Tempos mais tarde, o Hommer Simpson - que não tem carro, casa, faqueiro, DVD, cadeira de rodas - descobre que um candidato propõe abrir um restaurante popular, distribuir cheques-cidadão, produzir grandes shows gratuitos. Hommer não hesita em votar neste político. Ele não poderá estabelecer a diferença entre as promoções da TV, as propostas de governos mercenários e os programas de transferência de renda necessários. Mas não é por falta de inteligência de Hommer, a cultura do 'ganhar em troca' se alastrou.

Os meios de comunicação não são uma entidade do além, extra-mundana, que apenas relata de fora o que ocorre no planeta. Eles constroem a realidade diariamente, criam valores, fabricam o consenso e estabelecem os padrões de comportamento de cada época. O populismo que tanto criticam em editoriais (muitas vezes com razão; outras por postura ideológica que não é a minha) é cozinhado também no trato com seu público. Toda vez que um editor decide que 'o povo não vai entender', e elimina uma discussão importante do noticiário, está sendo populista, porque substitui o direito da informação útil pelo favor de um falso benefício (o entretenimento como notícia; o superficial de cada acontecimento).

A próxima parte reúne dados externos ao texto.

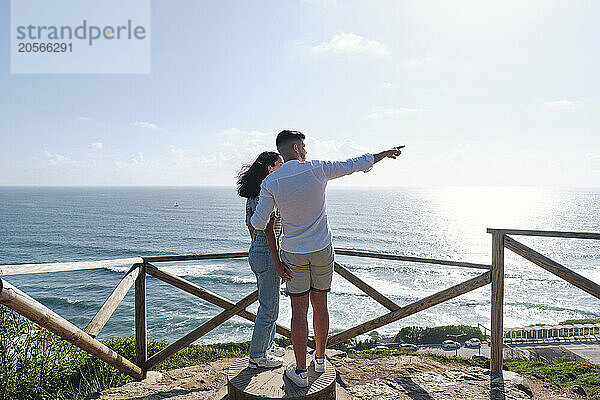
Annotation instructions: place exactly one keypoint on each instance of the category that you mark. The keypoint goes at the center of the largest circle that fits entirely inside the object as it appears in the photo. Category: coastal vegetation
(36, 364)
(437, 334)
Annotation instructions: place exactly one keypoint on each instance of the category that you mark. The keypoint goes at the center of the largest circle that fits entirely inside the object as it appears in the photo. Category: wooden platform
(248, 383)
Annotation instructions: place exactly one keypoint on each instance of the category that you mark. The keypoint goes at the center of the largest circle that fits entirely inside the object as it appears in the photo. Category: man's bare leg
(299, 329)
(320, 321)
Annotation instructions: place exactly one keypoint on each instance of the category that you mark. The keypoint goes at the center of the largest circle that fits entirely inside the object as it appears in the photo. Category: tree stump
(244, 383)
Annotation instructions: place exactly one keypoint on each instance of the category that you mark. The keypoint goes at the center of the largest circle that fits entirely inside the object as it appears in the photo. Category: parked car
(473, 342)
(450, 344)
(408, 347)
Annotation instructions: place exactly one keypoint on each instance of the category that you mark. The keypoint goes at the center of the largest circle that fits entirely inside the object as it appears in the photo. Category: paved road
(588, 351)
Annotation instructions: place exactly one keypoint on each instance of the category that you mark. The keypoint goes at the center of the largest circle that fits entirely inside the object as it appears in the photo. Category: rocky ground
(411, 377)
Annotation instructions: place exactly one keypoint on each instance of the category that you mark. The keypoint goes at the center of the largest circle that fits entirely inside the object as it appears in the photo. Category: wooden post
(497, 300)
(31, 309)
(141, 332)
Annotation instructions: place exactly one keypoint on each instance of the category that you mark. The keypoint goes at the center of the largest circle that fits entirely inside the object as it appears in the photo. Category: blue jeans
(268, 283)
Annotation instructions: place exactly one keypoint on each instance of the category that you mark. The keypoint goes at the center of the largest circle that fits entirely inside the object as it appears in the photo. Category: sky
(481, 93)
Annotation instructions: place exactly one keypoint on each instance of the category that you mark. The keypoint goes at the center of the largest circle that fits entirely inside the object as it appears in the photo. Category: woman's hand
(283, 271)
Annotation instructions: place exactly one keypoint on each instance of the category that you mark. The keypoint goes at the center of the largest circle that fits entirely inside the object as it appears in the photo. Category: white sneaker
(300, 380)
(319, 364)
(276, 351)
(268, 361)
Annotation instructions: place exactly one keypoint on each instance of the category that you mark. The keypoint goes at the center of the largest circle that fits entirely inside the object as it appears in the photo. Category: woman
(262, 256)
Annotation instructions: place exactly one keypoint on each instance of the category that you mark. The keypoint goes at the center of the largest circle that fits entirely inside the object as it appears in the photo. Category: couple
(286, 194)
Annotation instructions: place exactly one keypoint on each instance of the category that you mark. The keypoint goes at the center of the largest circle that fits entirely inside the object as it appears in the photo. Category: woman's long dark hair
(251, 175)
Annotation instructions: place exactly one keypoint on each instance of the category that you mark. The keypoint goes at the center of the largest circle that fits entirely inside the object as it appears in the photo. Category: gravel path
(410, 377)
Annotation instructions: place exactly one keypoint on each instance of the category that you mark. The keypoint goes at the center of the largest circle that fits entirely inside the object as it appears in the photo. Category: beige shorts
(310, 271)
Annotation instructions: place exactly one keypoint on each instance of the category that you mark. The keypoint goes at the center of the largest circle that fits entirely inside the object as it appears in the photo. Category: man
(297, 188)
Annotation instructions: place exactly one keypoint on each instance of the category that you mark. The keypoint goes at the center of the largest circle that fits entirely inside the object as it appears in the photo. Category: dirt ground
(411, 377)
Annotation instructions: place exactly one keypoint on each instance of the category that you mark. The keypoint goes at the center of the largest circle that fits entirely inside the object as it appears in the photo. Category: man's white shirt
(297, 189)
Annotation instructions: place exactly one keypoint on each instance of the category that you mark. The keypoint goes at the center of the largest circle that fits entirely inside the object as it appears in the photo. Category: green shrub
(562, 373)
(36, 364)
(436, 335)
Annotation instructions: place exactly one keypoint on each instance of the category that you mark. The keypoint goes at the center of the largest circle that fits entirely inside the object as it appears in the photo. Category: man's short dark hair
(285, 137)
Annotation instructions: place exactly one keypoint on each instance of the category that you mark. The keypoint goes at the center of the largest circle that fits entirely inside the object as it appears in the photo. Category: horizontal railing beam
(552, 266)
(31, 309)
(555, 234)
(383, 256)
(19, 269)
(194, 257)
(412, 308)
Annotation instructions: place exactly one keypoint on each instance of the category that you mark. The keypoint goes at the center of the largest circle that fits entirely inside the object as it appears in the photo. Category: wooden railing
(143, 266)
(502, 240)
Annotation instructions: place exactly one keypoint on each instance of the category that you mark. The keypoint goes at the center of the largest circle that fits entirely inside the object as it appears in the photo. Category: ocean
(43, 224)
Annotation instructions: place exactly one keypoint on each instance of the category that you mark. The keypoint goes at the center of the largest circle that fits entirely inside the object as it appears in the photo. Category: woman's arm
(248, 216)
(282, 270)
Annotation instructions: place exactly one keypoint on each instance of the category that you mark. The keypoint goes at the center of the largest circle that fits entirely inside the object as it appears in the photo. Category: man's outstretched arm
(337, 169)
(391, 153)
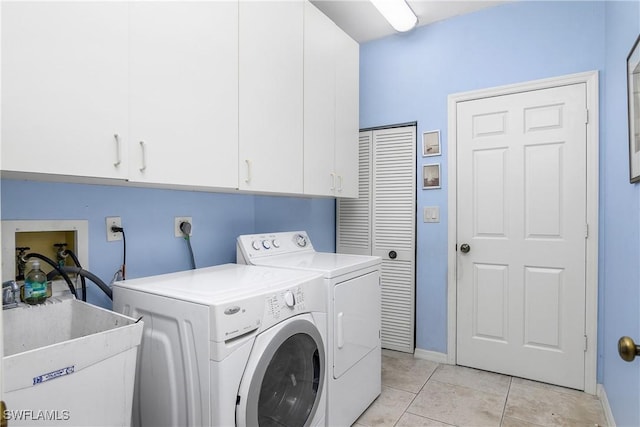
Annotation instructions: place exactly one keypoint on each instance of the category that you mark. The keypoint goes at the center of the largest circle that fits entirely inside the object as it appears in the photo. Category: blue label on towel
(53, 375)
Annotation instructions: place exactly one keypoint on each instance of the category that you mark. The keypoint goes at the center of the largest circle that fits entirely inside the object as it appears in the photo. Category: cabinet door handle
(144, 156)
(340, 330)
(248, 179)
(118, 160)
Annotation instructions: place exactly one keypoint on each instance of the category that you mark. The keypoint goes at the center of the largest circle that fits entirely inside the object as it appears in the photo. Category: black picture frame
(633, 106)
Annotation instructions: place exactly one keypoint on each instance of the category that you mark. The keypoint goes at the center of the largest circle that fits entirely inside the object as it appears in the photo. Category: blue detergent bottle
(35, 285)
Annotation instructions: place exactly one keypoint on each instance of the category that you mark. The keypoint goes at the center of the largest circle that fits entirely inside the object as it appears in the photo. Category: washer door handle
(340, 330)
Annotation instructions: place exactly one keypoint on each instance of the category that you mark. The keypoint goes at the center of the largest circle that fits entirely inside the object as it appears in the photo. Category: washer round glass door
(286, 386)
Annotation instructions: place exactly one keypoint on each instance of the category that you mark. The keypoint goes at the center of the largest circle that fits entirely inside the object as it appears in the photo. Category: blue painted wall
(148, 217)
(408, 77)
(620, 230)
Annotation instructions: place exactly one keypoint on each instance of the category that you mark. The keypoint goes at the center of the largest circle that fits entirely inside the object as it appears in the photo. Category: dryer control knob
(289, 299)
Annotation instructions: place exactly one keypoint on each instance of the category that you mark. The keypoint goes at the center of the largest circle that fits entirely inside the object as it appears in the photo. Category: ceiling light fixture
(398, 13)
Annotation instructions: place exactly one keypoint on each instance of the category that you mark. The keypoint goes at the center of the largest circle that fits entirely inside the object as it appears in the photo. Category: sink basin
(68, 363)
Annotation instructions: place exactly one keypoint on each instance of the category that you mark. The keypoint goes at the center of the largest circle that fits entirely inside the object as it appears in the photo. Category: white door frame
(591, 310)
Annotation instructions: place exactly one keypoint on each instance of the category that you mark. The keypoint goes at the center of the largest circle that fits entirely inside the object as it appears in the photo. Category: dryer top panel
(328, 264)
(220, 284)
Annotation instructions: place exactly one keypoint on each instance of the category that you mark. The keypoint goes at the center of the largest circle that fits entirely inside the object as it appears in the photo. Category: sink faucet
(10, 294)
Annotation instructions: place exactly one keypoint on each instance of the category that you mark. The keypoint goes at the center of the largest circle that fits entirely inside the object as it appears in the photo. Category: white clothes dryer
(353, 302)
(230, 345)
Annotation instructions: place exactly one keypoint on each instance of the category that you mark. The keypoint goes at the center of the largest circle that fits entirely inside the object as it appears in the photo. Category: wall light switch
(431, 214)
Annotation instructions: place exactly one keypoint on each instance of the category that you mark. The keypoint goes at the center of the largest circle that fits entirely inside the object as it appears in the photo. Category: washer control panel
(257, 245)
(285, 303)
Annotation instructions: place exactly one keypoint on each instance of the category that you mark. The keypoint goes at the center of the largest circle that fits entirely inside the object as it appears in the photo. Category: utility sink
(69, 363)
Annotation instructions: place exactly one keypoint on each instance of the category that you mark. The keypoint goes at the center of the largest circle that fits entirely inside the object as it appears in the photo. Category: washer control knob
(301, 240)
(289, 299)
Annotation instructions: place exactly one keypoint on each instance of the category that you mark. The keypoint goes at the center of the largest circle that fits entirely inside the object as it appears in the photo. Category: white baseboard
(602, 394)
(432, 356)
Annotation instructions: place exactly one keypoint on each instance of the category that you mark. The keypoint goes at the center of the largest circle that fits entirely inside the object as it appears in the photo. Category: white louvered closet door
(381, 222)
(354, 215)
(393, 232)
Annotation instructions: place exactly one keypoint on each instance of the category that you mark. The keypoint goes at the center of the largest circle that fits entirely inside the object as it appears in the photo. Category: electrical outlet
(113, 221)
(176, 225)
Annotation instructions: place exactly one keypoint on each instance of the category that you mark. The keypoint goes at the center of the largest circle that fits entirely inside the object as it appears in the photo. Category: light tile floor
(419, 393)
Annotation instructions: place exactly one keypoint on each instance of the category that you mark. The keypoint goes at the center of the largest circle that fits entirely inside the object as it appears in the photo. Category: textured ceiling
(361, 20)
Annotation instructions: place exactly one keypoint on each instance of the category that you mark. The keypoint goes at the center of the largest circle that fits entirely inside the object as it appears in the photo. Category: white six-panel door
(521, 209)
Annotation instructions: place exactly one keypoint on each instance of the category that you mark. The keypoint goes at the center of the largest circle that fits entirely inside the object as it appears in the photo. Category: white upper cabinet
(320, 34)
(184, 93)
(347, 115)
(64, 88)
(271, 96)
(260, 96)
(330, 108)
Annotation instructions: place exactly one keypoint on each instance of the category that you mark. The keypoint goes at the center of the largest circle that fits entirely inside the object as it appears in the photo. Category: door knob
(627, 349)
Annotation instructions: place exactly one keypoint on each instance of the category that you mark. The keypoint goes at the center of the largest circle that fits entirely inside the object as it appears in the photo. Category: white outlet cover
(176, 225)
(110, 222)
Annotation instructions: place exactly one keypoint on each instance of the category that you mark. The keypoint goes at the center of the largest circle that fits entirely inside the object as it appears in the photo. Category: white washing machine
(353, 301)
(230, 345)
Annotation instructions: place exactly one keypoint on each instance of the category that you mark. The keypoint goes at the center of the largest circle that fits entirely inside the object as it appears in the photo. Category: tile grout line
(504, 408)
(415, 396)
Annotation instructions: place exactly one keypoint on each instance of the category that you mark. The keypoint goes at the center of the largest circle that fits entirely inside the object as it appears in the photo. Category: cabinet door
(271, 34)
(319, 102)
(64, 88)
(347, 115)
(184, 93)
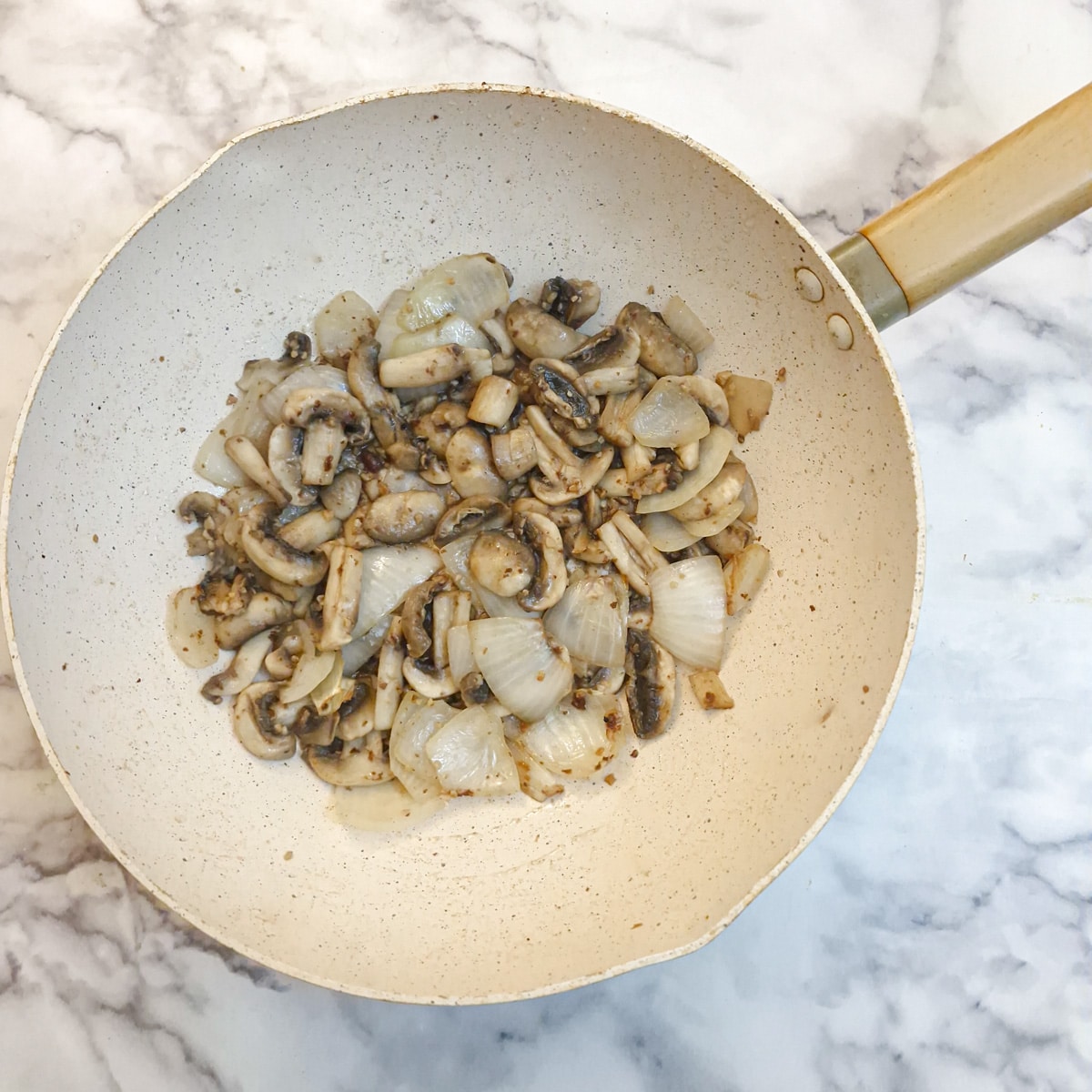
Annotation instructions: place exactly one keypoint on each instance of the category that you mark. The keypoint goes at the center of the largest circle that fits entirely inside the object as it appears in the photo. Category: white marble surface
(938, 934)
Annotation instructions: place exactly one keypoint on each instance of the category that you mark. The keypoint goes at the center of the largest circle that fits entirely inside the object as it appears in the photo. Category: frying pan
(500, 899)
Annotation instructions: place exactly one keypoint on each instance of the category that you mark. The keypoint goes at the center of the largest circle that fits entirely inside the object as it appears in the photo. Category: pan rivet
(808, 285)
(840, 331)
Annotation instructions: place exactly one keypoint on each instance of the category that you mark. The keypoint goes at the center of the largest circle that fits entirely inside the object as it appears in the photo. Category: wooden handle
(1016, 190)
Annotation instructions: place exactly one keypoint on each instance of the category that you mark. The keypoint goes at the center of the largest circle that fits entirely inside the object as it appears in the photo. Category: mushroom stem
(342, 600)
(249, 460)
(389, 676)
(323, 442)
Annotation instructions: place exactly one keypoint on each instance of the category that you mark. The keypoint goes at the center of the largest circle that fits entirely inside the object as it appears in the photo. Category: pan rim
(196, 918)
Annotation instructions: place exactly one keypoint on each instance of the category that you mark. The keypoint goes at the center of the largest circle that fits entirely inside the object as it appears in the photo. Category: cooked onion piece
(574, 737)
(688, 603)
(470, 754)
(463, 543)
(528, 671)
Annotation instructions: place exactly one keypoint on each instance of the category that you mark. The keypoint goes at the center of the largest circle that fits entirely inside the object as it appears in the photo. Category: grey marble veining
(938, 934)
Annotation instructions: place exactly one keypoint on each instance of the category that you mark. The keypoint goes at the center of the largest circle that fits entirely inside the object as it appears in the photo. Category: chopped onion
(389, 328)
(415, 723)
(460, 658)
(454, 330)
(310, 671)
(573, 741)
(686, 326)
(666, 533)
(667, 418)
(472, 285)
(688, 602)
(528, 672)
(190, 632)
(714, 450)
(470, 757)
(342, 323)
(389, 572)
(591, 620)
(358, 653)
(309, 375)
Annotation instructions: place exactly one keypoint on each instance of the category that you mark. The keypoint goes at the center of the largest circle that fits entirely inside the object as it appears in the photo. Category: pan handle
(1006, 197)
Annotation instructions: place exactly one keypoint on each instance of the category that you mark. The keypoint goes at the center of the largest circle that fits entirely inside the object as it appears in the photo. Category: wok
(498, 899)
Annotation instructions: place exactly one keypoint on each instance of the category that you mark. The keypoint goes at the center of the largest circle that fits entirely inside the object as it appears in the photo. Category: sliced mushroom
(263, 612)
(254, 726)
(513, 452)
(650, 687)
(585, 480)
(572, 301)
(415, 629)
(431, 366)
(538, 333)
(601, 680)
(403, 517)
(427, 680)
(473, 689)
(472, 516)
(662, 353)
(359, 763)
(612, 348)
(217, 595)
(437, 426)
(470, 462)
(298, 349)
(748, 401)
(311, 530)
(244, 669)
(285, 458)
(276, 557)
(560, 393)
(551, 579)
(197, 507)
(358, 715)
(323, 403)
(353, 533)
(341, 497)
(311, 727)
(501, 563)
(325, 414)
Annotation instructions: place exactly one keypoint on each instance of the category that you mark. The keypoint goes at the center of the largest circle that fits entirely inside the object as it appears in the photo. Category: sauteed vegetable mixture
(465, 541)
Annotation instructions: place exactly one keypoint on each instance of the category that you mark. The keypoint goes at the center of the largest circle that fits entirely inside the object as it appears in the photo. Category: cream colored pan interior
(489, 900)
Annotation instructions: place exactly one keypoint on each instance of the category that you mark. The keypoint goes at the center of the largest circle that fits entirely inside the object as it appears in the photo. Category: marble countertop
(938, 933)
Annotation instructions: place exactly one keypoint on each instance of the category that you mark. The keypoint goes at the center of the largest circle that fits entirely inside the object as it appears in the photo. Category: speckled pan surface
(486, 900)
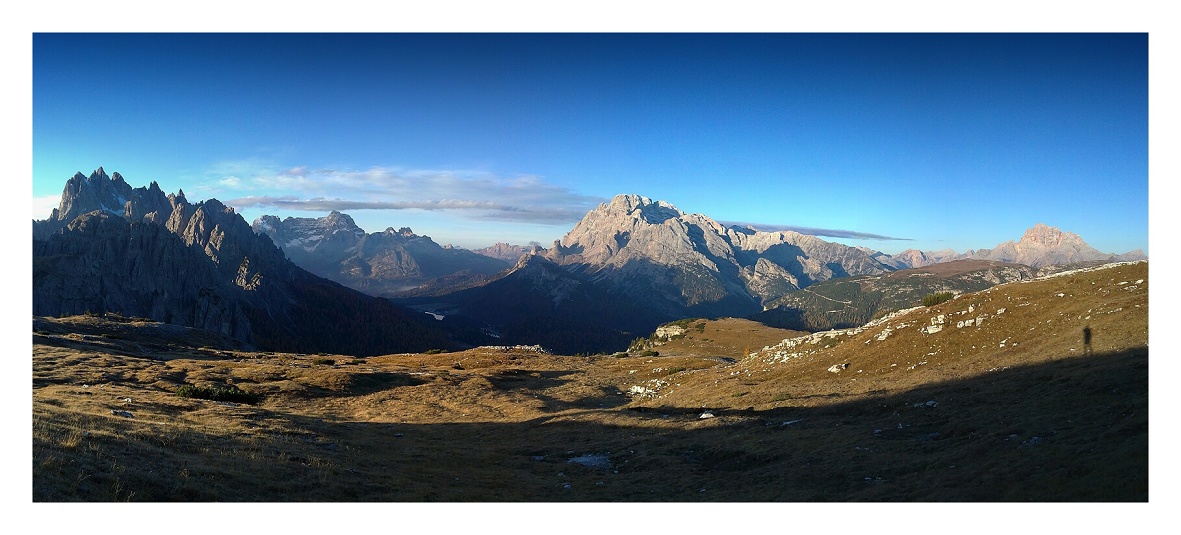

É a mesma opção dos governos populistas mercenários (nem todo populismo é): a recompensa imediata da base que os suporta, sem os devidos esclarecimentos sobre projeto de país e tudo mais. A imprensa certamente deseja o desenvolvimento econômico, social e político, embora nem sempre pelos mesmos métodos, muito menos para os mesmos fins. Não há um plano maquiavélico de auto-sabotagem coletiva. Mais parece existir uma perda de foco após a crise das ideologias e a profissionalização das redações. O surgimento das empresas jornalísticas colocou ordem nas casas, mas dificultou a resposta para perguntas básicas como: Para onde vamos (como país)? O que queremos? Como faremos?

Se os meios de informação assumirem de vez o caráter de balcão de reclamações e de promoções, no lugar de palco de debates amplos, é possível prever que a relação da população com as demais instituições continuará sendo a de queixa e a de favor. Isso vale principalmente para os impressos, depois de internet e TVs a cabo terem vencido no terreno do hardnews.